Let's try going at it another way.
1. Whenever you measure 13.8 volts or more on the terminals of a flooded lead acid "12V" battery, it is under charge or, perhaps, still has a bit of float charge left over from recently removed charging
2. Whenever you measure less than this amount, the battery is either resting without load or is under load.
I'm curious as to why you're asking the question. Modern smart chargers adapt their charge to the battery condition they sense.
IMHO, typically, charging
voltage is TOO LOW. To get a properly and fully charged flooded battery, you really need upwards of 14.2-14.4 at room temperature or, better, with pulse charging you can routinely sustain 15V or more.

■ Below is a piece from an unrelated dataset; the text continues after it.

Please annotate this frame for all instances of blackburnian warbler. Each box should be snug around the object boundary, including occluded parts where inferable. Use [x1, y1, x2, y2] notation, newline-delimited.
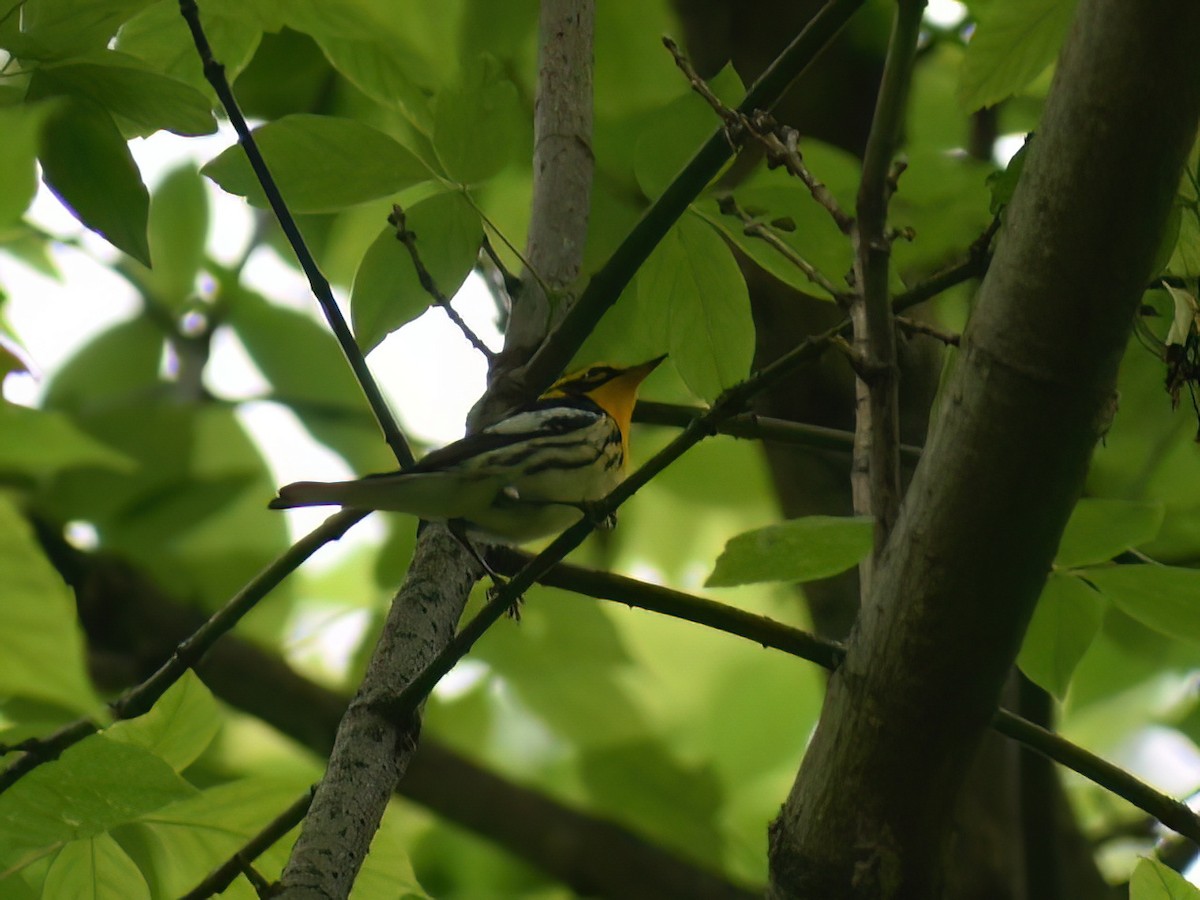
[270, 356, 664, 544]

TIME is perhaps the most important component in achieving a full charge. The final 10% or so takes a long time, and is important because if the battery is left in less than a fully charged condition for very long, it begins to sulfate. Sulfation (the formation of PbSO4 crystals on the plates) will in time reduce the capacity of the battery to store and to deliver it's designed energy level. As Rick suggested, you won't be able to monitor capacity
with a volt meter. You can have a seemingly fully charged battery showing 12.6-12.7 VDC at rest which has a badly depleted capacity --
due to sulfation and/or other factors --
and which will very quickly go dead when a significant load is applied.